A Importância Vital da Passagem de Rafah

A passagem de Rafah é, na prática, a única via de acesso direto para a vasta maioria dos mais de dois milhões de habitantes de Gaza. Por ser o principal portão de entrada e saída, seu funcionamento é crucial para a vida cotidiana, o comércio e a movimentação humanitária na região. A interrupção ou controle restritivo desta fronteira tem implicações profundas para a população sitiada, tornando a reabertura um ponto de atenção global.

Condições para o Retorno de Refugiados

O COGAT detalhou as condições sob as quais os palestinos que buscaram refúgio no Egito poderão retornar a Gaza. O retorno será permitido exclusivamente para residentes que deixaram a Faixa durante o período da guerra. Além disso, o processo exigirá uma autorização prévia de segurança por parte de Israel e será coordenado em estreita colaboração com as autoridades egípcias. Essa abordagem sublinha a persistência das preocupações de segurança que pautam as políticas israelenses na fronteira.

Contexto da Intervenção e Pressão Diplomática

Israel assumiu o controle da passagem de Rafah em maio de 2024, aproximadamente nove meses após o início do conflito mais recente na Faixa de Gaza. A ocupação da fronteira intensificou o isolamento do território. A reabertura da passagem tem sido uma exigência central da primeira fase do plano proposto pelo presidente dos Estados Unidos, Donald Trump, cujo objetivo é intermediar um cessar-fogo entre Israel e o Hamas e mitigar a escalada do conflito, seguindo um acordo de trégua anterior em outubro.

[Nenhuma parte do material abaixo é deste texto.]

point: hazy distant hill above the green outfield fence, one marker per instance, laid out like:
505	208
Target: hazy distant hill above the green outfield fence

Pré-requisito para a Reabertura: A Recuperação de Reféns

A decisão de Israel de reabrir Rafah está diretamente ligada a um pré-requisito anteriormente estabelecido pelo governo israelense. Tel Aviv havia condicionado a reativação da passagem à recuperação dos restos mortais do último refém israelense mantido em Gaza. Este critério foi atendido recentemente, com a recuperação do corpo nesta semana, pavimentando o caminho para a implementação da medida de reabertura anunciada.

Implicações e Próximos Passos

A reabertura de Rafah, mesmo sob condições restritivas, representa um respiro vital para os habitantes de Gaza e para a logística humanitária na região. A capacidade de circular pessoas, ainda que sob escrutínio de segurança, pode aliviar parte da pressão enfrentada por uma população já severamente impactada pelo prolongado conflito. Os próximos dias serão cruciais para observar a implementação dessas diretrizes e o impacto real na vida dos palestinos que buscam retornar aos seus lares na Faixa de Gaza.